Browser extensions represent a pervasive yet largely ungoverned software supply chain within enterprises. The report found that 99% of enterprise users have at least one extension installed, with over half granting high or critical permissions. A significant portion (26%) of these extensions are sideloaded, and 54% are published through personal Gmail accounts, often lacking verification or timely updates. This landscape permits a stealthy pathway for potential supply chain implants.

The report also exposes critical gaps in identity governance, noting that over two-thirds (68%) of corporate logins occur outside of Single Sign-On (SSO) systems, and 43% utilize personal credentials. This makes it challenging for security teams to track who accesses what and from where, positioning browser session tokens, rather than passwords, as a primary target for sophisticated attacks, as demonstrated by groups like Scattered Spider.

Modern workflows have increasingly shifted away from file uploads towards browser-based pasting and AI prompting within SaaS and messaging applications. The report highlights that 62% of pastes into messaging apps contain PII/PCI, with 87% of this activity occurring through non-corporate accounts. Incidents like the Rippling/Deel leak underscore how unmonitored chat applications within the browser can serve as vectors for data breaches, overlooked by tools designed to inspect processes, network traffic, or files.

To address these blind spots, the report advocates for a new generation of “session-native controls.” These capabilities offer browser-native visibility, operating at the session level to monitor copy/paste and upload activities, detect unmanaged GenAI tools and extensions, enforce session isolation, and apply DLP to non-file-based interactions. Such a modern browser security platform aims to provide these protections without necessitating a change in the user’s browser.

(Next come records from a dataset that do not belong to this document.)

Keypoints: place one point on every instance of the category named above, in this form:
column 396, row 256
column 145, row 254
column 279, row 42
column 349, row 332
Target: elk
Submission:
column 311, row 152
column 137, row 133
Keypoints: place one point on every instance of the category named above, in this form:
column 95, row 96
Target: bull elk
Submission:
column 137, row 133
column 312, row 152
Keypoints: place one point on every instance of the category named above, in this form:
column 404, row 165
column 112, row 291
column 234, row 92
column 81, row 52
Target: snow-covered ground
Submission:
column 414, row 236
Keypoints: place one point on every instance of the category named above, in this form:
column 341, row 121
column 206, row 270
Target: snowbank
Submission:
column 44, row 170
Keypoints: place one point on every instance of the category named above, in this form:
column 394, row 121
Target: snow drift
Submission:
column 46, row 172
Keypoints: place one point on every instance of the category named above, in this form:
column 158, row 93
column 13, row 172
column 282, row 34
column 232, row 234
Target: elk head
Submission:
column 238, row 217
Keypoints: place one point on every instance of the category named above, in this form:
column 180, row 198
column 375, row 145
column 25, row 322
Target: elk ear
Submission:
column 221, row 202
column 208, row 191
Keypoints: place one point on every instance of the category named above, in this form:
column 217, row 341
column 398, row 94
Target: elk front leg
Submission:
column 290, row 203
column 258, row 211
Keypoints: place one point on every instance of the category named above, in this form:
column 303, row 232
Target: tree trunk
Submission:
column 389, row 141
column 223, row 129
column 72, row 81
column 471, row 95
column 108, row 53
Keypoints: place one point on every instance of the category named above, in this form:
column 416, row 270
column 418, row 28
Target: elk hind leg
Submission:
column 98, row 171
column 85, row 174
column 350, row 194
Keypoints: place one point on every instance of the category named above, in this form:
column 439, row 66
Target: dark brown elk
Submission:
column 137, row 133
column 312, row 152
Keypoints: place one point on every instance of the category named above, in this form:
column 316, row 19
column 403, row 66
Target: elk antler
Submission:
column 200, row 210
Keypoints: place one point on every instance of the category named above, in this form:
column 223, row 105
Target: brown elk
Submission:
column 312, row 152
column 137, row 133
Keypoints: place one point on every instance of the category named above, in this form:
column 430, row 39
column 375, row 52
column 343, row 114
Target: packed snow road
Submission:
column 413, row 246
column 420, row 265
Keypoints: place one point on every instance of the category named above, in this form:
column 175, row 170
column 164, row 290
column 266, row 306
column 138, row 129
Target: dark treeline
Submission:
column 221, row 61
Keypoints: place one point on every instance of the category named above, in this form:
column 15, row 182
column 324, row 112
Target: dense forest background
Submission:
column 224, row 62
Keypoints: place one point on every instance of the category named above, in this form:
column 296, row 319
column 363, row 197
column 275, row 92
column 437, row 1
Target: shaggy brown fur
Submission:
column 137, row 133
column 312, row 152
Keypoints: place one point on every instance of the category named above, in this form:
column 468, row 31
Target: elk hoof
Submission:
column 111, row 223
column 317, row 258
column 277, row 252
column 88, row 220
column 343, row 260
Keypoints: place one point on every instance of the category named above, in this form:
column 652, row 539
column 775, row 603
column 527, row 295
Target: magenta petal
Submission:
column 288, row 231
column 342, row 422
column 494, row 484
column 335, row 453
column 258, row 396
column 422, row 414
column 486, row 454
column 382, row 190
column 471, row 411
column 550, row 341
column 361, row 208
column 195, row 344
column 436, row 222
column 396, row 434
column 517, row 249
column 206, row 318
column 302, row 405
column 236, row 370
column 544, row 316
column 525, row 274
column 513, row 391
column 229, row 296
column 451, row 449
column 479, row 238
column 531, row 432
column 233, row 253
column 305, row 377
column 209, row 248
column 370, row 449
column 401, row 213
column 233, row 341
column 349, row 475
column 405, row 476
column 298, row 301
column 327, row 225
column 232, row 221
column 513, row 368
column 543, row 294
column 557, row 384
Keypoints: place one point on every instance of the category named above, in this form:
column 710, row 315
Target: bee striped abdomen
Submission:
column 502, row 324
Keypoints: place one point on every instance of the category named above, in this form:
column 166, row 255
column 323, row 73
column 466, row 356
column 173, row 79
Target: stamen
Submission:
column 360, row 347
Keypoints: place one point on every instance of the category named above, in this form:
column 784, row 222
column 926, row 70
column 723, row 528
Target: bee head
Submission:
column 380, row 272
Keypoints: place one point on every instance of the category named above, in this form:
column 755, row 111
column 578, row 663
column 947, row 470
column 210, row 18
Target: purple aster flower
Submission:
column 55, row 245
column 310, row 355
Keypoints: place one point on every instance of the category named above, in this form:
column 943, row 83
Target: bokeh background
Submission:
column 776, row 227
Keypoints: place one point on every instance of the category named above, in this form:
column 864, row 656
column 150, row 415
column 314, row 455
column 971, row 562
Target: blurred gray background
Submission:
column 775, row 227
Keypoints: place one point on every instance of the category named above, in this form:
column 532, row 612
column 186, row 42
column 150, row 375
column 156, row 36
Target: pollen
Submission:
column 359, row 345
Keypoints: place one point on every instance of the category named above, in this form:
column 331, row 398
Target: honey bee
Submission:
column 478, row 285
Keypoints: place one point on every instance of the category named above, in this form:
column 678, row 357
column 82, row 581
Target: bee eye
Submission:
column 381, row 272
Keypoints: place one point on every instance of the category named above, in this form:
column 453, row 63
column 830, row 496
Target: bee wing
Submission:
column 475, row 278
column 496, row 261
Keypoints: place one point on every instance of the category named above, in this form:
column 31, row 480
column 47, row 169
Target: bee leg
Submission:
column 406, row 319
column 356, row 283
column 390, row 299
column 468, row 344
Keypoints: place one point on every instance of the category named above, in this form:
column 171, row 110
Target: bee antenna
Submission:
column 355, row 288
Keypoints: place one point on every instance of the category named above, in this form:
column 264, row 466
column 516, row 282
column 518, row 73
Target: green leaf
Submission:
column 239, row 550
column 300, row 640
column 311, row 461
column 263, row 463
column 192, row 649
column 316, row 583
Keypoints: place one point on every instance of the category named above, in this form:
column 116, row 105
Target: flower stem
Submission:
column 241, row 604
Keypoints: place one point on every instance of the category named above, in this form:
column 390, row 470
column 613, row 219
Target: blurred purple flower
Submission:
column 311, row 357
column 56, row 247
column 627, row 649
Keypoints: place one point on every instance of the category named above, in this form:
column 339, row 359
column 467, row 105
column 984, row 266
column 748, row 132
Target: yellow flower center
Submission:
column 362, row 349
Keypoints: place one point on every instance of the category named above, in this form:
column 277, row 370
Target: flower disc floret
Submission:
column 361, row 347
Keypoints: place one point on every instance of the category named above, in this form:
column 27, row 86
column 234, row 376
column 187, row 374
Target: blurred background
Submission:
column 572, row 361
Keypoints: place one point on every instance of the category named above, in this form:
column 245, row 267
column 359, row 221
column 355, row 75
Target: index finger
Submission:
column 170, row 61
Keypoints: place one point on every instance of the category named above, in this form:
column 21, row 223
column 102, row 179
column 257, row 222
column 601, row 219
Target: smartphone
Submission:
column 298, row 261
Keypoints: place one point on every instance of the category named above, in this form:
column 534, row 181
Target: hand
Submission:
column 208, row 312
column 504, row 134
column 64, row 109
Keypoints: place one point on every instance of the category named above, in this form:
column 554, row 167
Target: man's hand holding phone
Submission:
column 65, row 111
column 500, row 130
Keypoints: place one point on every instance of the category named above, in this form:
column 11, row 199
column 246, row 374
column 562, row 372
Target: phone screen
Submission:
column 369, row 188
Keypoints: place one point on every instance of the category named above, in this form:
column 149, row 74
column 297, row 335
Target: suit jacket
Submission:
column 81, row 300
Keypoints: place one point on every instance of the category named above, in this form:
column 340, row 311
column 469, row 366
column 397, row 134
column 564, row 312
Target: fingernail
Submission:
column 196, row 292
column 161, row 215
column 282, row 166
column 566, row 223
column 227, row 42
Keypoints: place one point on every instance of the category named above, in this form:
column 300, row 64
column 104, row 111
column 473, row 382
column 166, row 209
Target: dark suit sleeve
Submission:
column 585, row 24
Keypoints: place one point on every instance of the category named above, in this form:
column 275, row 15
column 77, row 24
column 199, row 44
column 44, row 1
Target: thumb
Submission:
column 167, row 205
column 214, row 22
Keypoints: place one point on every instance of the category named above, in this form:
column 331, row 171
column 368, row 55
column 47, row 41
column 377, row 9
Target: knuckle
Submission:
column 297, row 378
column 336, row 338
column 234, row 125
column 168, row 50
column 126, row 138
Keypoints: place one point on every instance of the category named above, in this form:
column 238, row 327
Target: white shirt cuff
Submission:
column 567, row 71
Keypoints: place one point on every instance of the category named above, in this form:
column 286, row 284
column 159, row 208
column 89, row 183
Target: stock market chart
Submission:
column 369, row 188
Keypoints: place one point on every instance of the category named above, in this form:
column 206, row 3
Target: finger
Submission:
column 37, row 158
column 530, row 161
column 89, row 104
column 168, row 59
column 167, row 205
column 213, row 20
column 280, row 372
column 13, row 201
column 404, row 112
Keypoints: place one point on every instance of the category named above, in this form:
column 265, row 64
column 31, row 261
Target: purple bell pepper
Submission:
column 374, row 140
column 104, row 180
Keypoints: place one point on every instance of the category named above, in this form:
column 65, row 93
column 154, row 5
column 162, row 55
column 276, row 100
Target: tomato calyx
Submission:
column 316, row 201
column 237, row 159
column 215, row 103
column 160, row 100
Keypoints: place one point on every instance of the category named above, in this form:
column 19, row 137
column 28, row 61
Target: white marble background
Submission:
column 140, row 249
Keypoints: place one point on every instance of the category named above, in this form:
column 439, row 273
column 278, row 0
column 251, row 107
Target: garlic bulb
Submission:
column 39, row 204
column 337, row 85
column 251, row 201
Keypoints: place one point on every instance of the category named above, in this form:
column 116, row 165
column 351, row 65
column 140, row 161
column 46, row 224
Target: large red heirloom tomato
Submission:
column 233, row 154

The “Browser Security Report 2025” serves as a stark reminder that the modern enterprise browser, once a simple access point, has evolved into a complex and often unguarded frontier in the battle against cyber threats. Understanding and implementing these session-level controls is becoming imperative for chief information security officers seeking to fortify their defenses against the next wave of data leaks and identity compromises.